Karl-Friedrich "Khalef" Motzke: Aus meinem Campingtagebuch - 10/ Gäste

Camping ist wie Kino. Der Ton ist manchmal zu leisen. Manchmal Stummfilm in Farbe, auch ein Ding. Benno, nenne ich ihn mal, bekommt Besuch. Ein älterer Mann mit Kappe und Bart, eine jüngere Dame, an manchen Stellen zu gut gepolstert.
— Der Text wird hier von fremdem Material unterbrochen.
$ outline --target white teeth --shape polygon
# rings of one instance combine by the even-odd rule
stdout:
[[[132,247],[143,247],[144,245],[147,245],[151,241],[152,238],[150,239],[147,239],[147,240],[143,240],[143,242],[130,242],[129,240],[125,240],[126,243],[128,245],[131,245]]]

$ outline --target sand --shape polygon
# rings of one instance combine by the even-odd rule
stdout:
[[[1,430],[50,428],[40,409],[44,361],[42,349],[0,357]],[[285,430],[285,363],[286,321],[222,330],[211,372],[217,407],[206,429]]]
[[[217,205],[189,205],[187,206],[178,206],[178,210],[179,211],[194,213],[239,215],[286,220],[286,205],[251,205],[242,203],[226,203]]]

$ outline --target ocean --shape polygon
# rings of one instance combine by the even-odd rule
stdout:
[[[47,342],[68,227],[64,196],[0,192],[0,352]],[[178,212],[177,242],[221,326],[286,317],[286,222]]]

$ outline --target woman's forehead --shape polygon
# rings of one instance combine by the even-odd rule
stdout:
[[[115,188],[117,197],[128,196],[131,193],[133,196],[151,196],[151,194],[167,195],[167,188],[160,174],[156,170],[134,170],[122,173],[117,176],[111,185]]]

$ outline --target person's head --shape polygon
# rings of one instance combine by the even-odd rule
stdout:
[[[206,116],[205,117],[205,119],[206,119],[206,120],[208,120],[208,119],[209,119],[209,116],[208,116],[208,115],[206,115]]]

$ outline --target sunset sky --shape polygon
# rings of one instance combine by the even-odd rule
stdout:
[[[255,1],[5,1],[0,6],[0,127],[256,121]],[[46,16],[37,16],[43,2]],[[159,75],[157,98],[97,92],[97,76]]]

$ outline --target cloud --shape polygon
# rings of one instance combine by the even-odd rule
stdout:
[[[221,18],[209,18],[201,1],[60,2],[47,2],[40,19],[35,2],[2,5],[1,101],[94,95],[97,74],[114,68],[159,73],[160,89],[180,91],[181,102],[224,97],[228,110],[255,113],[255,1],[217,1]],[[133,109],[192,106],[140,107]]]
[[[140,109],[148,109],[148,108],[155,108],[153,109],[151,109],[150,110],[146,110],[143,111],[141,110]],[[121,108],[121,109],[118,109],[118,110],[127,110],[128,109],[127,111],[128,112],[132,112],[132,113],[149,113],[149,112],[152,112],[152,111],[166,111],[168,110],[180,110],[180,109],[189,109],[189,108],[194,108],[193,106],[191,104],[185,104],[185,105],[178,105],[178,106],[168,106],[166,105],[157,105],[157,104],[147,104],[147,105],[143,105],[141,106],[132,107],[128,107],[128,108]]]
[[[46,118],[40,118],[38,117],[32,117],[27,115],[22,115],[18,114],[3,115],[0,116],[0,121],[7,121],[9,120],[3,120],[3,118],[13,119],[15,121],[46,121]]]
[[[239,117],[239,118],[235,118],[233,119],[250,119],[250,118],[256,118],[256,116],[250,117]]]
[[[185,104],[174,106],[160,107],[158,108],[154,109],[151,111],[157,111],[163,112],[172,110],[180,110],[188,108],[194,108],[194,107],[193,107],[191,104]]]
Benno kocht. Die jüngere Dame lacht. Vielleicht ist sie die Tochter des Alten mit der Kappe, oder die blinde Freundin. Wohl eher die Tochter. Benno lacht jetzt auch. Er hat vornehm gedeckt. Nicht nur Campinggeschirr, auch richtige Weingläser aus echten Glas.
Es gibt Gegrilltes, was sonst? Benno am Grill: Er tänzelt, mimt den Fünf-Sterne-Koch, dann den Oberkellner im Feinschmeckerlokal. Serviert auf Tablett. Die Dame lacht. Das freut Benno und er macht weitere Scherze. Der Mann mit Kappe lacht leise mit, hustet, kommt kaum zu Wort. Also doch der Vater, oder der Onkel, oder der ältere Freund, den sie bald ablegen wird. Benno tänzelt, bemüht sich um die Gunst der Dame, gießt Wein aus, gießt Wein in sich, schenkt nach und lacht ohne Grund oder über einen Witz, der er macht und für einen solchen hält. Die Gesellschaft entspannt sich. Der Abend senkt sich. Es ist halb elf, der Abend kühl und Camper gehen früh ins Bett.
Der Alte mit der Kappe fährt mit der Dame in einem alten Benz weg; beide wohl nicht mehr ganz nüchtern. Benno bleibt zurück. Er lässt das Geschirr und die Gläser und die Grillreste auf dem Tisch und starrt an die Kunststoffdecke seines Wohnwagens, als er versucht, einzuschlafen.
Was war das jetzt?, fragt er sich und denkt daran, dass er vor einer Stunde noch auf lustig gemacht hat und jetzt nicht einschlafen kann, weil alles so traurig ist. Er dreht sich auf die Seite und der gute alte Wohnwagen wackelt ein wenig, als habe auch er ein Gläschen Rotwein zu viel genommen.